Occupying a triangular site that once formed part of the estate of Cambridge University Press, Eric Parry Architects’ latest building forms a new landmark on the approach by train into the historic city. Sheathed in a cloak of light brick that evokes the stone colour characteristic of many Cambridge buildings, the headquarters building for Cambridge Assessment, with capacity for 3,500 employees, is carefully designed to minimise the impact of its inevitable bulk.
Established in 1858, Cambridge Assessment is a not-for-profit, non-teaching department of the University of Cambridge, providing education assessments for 8 million students in more than 170 countries. It runs the university’s three exam boards as well as carrying out leading-edge research into education assessment. After a shortlisting procedure and limited competition, Eric Parry Architects was appointed to design the new headquarters building in 2013.
The architects proposal was to create an inspiring building that was “based on the idea of connection and proximity to landscape, a place that both staff and visitors alike enjoy coming to”. Notwithstanding its scale, the project is intended to provide a stimulating, sustainable working environment, with spaces to relax and socialise during the working day.
The building provides 32,000 square metres of office space, which allows about eight square metres per person. It comprises a group of low-rise linked ‘fingers’, four to five storeys in height, with a taller, landmark tower on the railway side that marks the point of arrival in Cambridge. The shallow-plan fingers are configured around raised landscaped podia with a central arrival court and garden.

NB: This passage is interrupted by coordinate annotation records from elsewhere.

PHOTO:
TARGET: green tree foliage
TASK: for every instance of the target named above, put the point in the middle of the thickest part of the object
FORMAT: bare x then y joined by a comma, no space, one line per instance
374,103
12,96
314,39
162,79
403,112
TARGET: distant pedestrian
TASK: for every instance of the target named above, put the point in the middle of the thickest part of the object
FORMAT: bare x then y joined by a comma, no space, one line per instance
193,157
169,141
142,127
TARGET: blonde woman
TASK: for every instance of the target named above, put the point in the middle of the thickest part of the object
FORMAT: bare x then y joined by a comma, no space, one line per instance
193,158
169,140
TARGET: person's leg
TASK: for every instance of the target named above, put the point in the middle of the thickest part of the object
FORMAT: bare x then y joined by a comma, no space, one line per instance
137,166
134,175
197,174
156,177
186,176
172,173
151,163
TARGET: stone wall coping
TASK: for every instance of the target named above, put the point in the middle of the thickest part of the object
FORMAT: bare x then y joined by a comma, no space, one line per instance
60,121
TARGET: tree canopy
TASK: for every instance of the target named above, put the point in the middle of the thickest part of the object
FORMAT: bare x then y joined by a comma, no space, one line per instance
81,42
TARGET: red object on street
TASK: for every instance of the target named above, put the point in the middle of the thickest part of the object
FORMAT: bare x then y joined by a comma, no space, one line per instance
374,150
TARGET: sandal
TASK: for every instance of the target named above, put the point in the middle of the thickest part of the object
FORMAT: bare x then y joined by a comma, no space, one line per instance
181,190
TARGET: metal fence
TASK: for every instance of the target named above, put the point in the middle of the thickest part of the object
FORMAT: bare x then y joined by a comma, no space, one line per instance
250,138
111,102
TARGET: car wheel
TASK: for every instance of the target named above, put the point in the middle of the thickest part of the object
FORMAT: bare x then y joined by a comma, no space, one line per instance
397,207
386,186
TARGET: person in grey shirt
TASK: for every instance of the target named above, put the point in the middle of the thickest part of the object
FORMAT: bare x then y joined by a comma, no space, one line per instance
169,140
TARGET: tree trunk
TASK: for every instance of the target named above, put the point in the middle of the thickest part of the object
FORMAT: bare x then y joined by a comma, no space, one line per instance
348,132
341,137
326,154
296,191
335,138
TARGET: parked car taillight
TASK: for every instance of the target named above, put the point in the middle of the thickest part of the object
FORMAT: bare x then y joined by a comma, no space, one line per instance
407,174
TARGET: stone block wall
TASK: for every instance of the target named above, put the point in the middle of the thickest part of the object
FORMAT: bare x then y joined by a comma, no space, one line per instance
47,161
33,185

The main facades are clad in horizontal bands of handset brickwork in lime mortar. The same multi-cream stock brick was used throughout the project and, was specified for its distinctive buff colour and rusticated texture. The secondary elements of the facades are acid-etched precast concrete, and powder-coated and anodised aluminium. The podium-facing facade incorporates an outer and an inner layer. The former comprises precast concrete fins and lintels that form a freestanding brise-soleil structure, and behind is an inner layer with an insulated render wall and an aluminium window system, similar to the main facade, with a walkway providing maintenance and cleaning access.
The building is accessed through an entrance courtyard from Shaftesbury Road, although many staff also enter from car parks to the north and south. The spacious ground-floor reception connects to the three main cores. The main entrance itself features handmade glazed brick that ranges across ten tones of blue, an integrated artwork titled ‘In other words’ by the artists Vong Phaophanit and Claire Oboussier. The blue brick is intended to resonate with the extensive glass of the facade as well as the tower and interior spaces. The entrance reception is a double-height volume, daylit from the east and west. The podium gardens on the first floor can be seen and accessed by two feature stairs located on either end of the reception.
Generously proportioned, mostly open-plan office space is arranged on the first to fourth floors, achieving a high level of daylight penetration across the 19-metre widths. The footprint of the tower ‘appears’ at the first level and is directly linked to the main body of the south wing up to the fourth floor, but from the fifth floor it rises as a freestanding element, housing large meeting rooms and an outdoor terrace.